You know the feeling: you discover a new writer, you devour their work and wonder how can it be that in all your reading you’ve never come across them before. You fight the urge to feel gypped and take comfort in the fact that you’ve seen the light and found a kindred spirit. You finish the book, favorite quotes/passages underlined, and add the book to a shelf of “can’t live without” books.

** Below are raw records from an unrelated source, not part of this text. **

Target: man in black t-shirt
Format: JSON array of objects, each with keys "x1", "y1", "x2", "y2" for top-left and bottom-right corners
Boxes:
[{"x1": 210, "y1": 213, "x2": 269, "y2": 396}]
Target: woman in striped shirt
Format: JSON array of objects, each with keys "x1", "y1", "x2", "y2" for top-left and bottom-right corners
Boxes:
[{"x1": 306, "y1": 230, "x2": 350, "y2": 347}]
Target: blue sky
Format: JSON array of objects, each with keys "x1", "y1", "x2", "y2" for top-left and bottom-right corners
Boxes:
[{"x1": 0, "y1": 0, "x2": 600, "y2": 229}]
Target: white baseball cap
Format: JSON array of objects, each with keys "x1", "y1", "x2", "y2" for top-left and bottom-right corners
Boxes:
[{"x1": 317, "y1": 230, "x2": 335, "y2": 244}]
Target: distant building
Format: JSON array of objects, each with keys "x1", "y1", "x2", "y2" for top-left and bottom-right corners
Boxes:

This happened to me while reading Martha Gellhorn’s Travels with Myself and Another. A former war correspondent, writer and Hemingway’s third wife, Martha lived an extraordinary life. For a woman who came of age in the 20s, worked and traveled the globe in the 1940s, she is brave and adventurous. The best way I can describe her is that she is the embodiment of gumption. She carved out a role for herself as a writer, bucked traditional gender roles, and boldly treks through China (during WW2) and Africa (solo). She’s not afraid of being alone or exploring (as long as she has a few novels in tow), she’s in her element as a curious adventurer and makes some seriously astute observations of what she sees, the essence of human nature and what she believes the future will hold.
And then I read this passage…
[…] this was infinite space. The idea of no boundaries, no end, is terrifying in the abstract and much worse if you are looking at it. The far-off stars were an icy crust; the darkness beyond the stars was more than I could handle. The machinery that keeps me going is not geared to cope with infinity and eternity as so clearly displayed in that sky.”
Beautifully written, evocative prose that brings back my own memories of standing underneath a smattering of stars scattered across an inky black sky. Just a small moment captured on a page, but one that allows the reader’s mind to wander to a memory of a night spent star-gazing and contemplating their place in the universe.